14.Bölüm " Düğünümüz Var "

40 3 5
                                    

Bol eğlenceyle ve bir o kadar da gözyaşı ile geçen kına gecesi akşamından sonra düğün vakti gelip çatmıştı.

Derya akşamın yorgunluğunu tam olarak üstünden atamamış olmasına rağmen sabahın erken saatlerinde uykusundan uyanmıştı. İki kolunu arkaya doğru uzatıp yatakta gerindikten sonra yavaşça kalktı ve ilk baş lavaboya gidip bol suyla yüzünü yıkayıp ılık bir duş aldıktan sonra üzerine rahat bir şeyler giydi ve odasına gitti. Yatağının tam karşısındaki pencerenin önüne gitti ve tekli koltuğa oturduktan sonra içinden şöyle geçirdi.

" bir kelebeğin ömrü yalnızca bir günlüktür. Bir gün sonra o kelebek bu hayata veda eder. Yaa derya bugün özgür olarak geçireceğin son günün. Bugün her şey mazide kalacak ve hayatın tümüyle değişecek belki ama bir şey hep aynı kalacak. Oda yıllar yılı içinde büyüttüğün intikam ateşi.
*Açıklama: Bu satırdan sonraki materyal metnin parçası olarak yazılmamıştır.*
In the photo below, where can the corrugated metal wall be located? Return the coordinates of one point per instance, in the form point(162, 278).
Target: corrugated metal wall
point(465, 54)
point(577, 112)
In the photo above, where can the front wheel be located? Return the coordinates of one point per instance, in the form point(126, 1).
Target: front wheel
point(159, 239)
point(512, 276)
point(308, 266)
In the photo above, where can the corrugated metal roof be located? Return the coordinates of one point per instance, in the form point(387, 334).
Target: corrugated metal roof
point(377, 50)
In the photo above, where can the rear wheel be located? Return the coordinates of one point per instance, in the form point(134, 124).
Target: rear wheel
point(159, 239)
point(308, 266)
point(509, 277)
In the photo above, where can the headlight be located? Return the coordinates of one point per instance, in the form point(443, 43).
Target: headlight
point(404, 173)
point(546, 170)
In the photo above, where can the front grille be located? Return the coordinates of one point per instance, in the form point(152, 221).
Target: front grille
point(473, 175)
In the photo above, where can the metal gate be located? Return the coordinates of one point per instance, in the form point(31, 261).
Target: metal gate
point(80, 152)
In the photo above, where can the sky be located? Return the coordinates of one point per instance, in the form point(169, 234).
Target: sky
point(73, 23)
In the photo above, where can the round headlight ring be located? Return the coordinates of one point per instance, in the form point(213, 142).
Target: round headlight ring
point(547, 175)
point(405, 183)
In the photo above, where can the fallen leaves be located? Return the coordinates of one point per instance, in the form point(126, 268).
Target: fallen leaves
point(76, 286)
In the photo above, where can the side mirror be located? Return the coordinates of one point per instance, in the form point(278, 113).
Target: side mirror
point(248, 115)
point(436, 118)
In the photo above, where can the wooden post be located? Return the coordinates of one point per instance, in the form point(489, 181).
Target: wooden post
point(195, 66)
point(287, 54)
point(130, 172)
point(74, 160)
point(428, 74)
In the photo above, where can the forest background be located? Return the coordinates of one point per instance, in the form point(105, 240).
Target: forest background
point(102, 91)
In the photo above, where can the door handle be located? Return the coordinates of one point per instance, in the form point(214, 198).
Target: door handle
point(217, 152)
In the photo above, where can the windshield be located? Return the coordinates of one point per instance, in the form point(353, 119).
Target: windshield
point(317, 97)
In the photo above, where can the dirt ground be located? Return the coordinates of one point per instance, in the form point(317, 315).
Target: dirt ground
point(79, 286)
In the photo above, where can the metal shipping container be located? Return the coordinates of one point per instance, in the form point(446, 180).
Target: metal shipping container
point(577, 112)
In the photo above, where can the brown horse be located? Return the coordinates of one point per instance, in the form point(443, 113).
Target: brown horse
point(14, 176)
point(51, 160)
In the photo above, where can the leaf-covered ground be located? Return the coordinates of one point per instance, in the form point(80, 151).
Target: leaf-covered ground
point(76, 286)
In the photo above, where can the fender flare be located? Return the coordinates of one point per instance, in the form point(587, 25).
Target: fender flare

Belki bu evlilik yolunda mutlu olacağın günler olacak. Belki de derinden acı çekeceksin ama yüreğindeki o acılar için her şeye katlanacaksın. Ki sen Muhlis Aloğlu 'nun kızısın ve her şeye göğsünü gereceksin. Ve sen namık denen zalim adam,kendini adamdan sayıyorsun belki ama gün gelecek ipliğini pazara çıkaracağım senin! Bekleyin Cağaloğlu 'lar geliyorum. Yitip giden çocukluğum ve ailem için geliyorum "

Vakit hızla geçmişti. Aysel Hanım o gece Derya 'nın evinde kalmıştı. Bütün akşam kurtları döküp keyifle eğlendikleri için haliyle çok yorulmuştu.

Derya erken kalktığı için kahvaltıyı da tam tekmil hazırlamıştı. Aysel Hanım şaşkınlık ve mutlulukla mutfaktaki masaya bıraktı ve daha sonra konuşmaya başladı.

" bu seninle beraber geçireceğimiz son günümüz ve birlikte yapacağımız son kahvaltı olacak. Çünkü senin yuvadan uçma vaktin geldi de geçiyor kızım. O güzel yüreğinle 1.5 seneyi beraber geçirdik ve seni tanımış olmaktan çok ama çok mutluluk duydum. Dilerim yeni yuvanda her şey gönlünce olsun kızım. Hayatta hiçbir şey seni üzmesin "

Aysel Hanım son sözlerini söylerken gözleri dolu dolu olmuştu. Bir an ağlayacak gibi olsa da sıcacık çayından bir yudum aldı ve hüznünü bastırdı.

Derya duydukları karşısında çok duygulanmıştı ama söyleyecek söz bulamıyordu. Zira kelimelerin hepsi kifayetsiz kalmıştı.

Derken kapı ısrarla çalmaya başladı. Derya üstüne giydiği sabahlığın kuşağını alelacele beline bağlayıp kapıyı açtı. Gelen eşi olacak adam Gencer 'di.

" hadi hazırlanın gidiyoruz bakalım. Seni kuaföre bırakacağım kanatsız meleğim. İşin bitince ararsın beni, ben de bizim çocuklarla beraber hemen gelip alırım seni. Ee hadi ağaç oldum burada. Hadi hanımlar gidelim " dedi ve tatlı tatlı gülümsedi.

Derya her ne kadar şaşırmış olsa da sonunda kendini toparladı ve yüzüne sahte bir gülücük yerleştirdi.

" tamam sen nasıl istersen öyle olsun. Şimdi hazır oluruz " dedi ve acıyla gülümsedi.

Gencer sadece gülümsemekle yetindi ve merdivenlerden aşağı inip adamlarla arabasına bindi ve genç kızı beklemeye başladı.

Derken Aysel Hanım ve Derya ayakkabılarından yankılanan takırtı sesiyle aşağı indi ve adamlar kapıyı açıp onların arabaya binmesini sağladıktan sonra gaza basıp yola koyuldular.